If a life is not lost, there are no worries with cloud computing (hence, cloud computing should be used for non-life critical services, gmail is a perfect example).
Of course, VCs may have lost revenue, Capitalists may sweat from loss stock trades, teenagers may lose that one twitter about how cool Miley is to them, some adult may not get that date tonight from craigslist, you may miss that one Hulu commercial, some K-12 kid may not be able to send out his homework, some college kid can't access his pirate bay music lists, or the USPoTC may miss that extra minute to promote his stimulus bill.
In the end, I hope cloud services shows us that we are not slaves to time. The human race has advanced enough to know that already. And really, if "the cloud" is down for an hour, maybe you should go outside and enjoy the wonders of nature and peace for once, or talk to someone physically. It begs to ask the question: "can it wait?"
Considering the amount of usage google sees, a minor interruption like today's issue is nothing that worries me much at all.
But usage is precisely the point.
I lost access to Search, News, E-Mail...
Everything Google.
To a casual user at home this doesn't matter - but try explaining a global blackout of Google to your boss.
Google is the poster child for the web-based app.
Computing in the cloud.
If we're talking about the same outage that caused google advertisements to hang forever this morning, it caused access to many unrelated websites to hang, including slashdot itself. This seems like a really bad single-point-of-failure issue. If a site can't display ads, shouldn't it come up anyway?
It's bad enough that I have to wait tens of seconds for Captcha content to pop up long after a login page has loaded.
This is starting to get annoying. If this is "cloud computing", I'd rather stay on earth.
Oliver's law of assumed responsibility: If you're seen fixing it, you will be blamed for breaking it.
When done correctly, the "cloud" is the internet itself. Google has network design issues, some of their key services only have a couple of ingresses into Tier-1 providers:
http://en.wikipedia.org/wiki/Tier_1_carrier
I don't work for them, i don't hold their stock, and I am not (currently) a customer, so I have no skin in their game, but Internap as a BUSINESS MODEL, becomes more important.
If you are a major company that comes to rely HEAVILY on Cloud Services, you want to insure that you have on-ramps into several Tier-1 providers ALL AT ONCE, without having to contract individually with 4 or 5 of them yourself.
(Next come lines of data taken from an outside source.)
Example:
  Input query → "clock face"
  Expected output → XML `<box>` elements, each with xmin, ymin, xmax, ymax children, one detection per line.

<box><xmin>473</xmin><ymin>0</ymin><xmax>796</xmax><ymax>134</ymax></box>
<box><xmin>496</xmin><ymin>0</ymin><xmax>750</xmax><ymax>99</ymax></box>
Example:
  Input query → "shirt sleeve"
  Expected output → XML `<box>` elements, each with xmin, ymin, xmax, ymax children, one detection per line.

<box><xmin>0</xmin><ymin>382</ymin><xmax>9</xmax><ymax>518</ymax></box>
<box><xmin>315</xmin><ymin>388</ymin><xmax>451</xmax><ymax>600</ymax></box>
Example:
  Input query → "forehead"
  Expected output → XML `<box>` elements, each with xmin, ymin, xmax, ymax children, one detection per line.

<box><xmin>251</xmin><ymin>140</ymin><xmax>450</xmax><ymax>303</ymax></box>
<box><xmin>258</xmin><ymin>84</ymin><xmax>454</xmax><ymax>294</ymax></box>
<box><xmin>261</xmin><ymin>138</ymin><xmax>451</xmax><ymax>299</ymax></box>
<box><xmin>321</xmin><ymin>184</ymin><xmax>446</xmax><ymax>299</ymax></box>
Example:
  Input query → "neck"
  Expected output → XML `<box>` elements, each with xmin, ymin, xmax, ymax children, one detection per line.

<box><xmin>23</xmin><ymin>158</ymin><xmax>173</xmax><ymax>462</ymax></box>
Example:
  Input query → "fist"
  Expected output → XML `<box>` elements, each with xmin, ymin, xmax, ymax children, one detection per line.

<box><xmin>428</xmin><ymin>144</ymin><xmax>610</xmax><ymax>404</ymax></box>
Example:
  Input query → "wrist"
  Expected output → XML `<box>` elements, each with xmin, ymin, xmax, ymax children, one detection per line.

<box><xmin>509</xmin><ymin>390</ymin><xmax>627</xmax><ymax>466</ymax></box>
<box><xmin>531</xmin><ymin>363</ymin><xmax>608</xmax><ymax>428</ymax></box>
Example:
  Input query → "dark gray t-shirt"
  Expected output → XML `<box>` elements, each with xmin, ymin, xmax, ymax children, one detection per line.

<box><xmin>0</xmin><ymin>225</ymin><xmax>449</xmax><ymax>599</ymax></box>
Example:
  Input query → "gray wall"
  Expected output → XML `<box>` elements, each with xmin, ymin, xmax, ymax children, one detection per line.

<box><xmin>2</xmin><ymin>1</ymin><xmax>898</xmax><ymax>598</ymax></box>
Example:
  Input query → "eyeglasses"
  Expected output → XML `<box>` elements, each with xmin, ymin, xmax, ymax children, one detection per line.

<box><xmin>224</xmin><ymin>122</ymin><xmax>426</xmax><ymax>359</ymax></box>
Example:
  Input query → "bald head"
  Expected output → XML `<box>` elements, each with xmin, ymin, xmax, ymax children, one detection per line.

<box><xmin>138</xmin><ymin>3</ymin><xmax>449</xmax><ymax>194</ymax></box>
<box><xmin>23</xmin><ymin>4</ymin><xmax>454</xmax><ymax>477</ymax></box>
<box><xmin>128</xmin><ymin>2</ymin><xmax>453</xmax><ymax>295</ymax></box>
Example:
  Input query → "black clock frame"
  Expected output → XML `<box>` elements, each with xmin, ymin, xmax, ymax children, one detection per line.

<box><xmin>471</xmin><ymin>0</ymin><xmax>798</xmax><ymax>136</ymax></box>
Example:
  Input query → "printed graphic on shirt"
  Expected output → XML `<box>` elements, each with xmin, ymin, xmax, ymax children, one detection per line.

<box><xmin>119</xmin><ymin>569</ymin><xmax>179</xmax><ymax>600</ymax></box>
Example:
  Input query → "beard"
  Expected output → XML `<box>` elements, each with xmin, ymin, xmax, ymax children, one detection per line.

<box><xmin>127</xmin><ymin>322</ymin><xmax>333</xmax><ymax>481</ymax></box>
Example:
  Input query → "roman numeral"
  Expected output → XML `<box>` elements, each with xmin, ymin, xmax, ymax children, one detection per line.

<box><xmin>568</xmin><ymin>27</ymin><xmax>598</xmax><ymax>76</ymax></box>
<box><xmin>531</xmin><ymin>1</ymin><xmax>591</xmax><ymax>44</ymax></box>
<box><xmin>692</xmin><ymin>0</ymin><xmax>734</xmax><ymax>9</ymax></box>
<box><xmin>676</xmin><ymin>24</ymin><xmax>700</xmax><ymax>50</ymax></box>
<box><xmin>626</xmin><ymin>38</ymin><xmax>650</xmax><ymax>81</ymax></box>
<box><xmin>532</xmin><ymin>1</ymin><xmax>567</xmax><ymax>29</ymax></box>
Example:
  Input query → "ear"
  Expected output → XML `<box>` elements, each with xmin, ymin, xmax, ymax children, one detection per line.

I predict more companies will mimic this model of aggregation, essentially handling the business of BGP optimization for customers, and handing customers 2 redundant pipes and saying "hey, don't worry if San Fran has an earthquake and these peering points blow up, we'll get you out via this Tier-1 backbone over to your cloud computing provider's service via this backbone within seconds. Let us handle that."
Especially with ISPs that get into pissing matches, like when Cogent and Telia got into it, and cut each other off. If you had Cogent as your only ISP, you were screwed if you wanted to get to a bunch of Swedish sites, because Cogent's CEO was trying to play chicken over some tariff rates. The cloud computing model will no longer tolerate that, it's not just some website, it's a BUSINESS function.
that's my take at least.
Finally someone commenting with some sense. It kills me to read all the "Great Job! Google!" and "Bravo!" comments. This exposes a serious flaw in planning, design and change management of a very heavily relied upon resource.
There is nothing to give kudos for here. Gotta love blind loyalty.
http://teasphere.wordpress.com - A little spot of tea
ack'ed is short for acknowledged, by way of TCP (which sends ACKs and NACKs). In the networking world, saying ACK as shorthand is pretty common.
Somebody must have typed "google" into Google. It's the only possible explanation.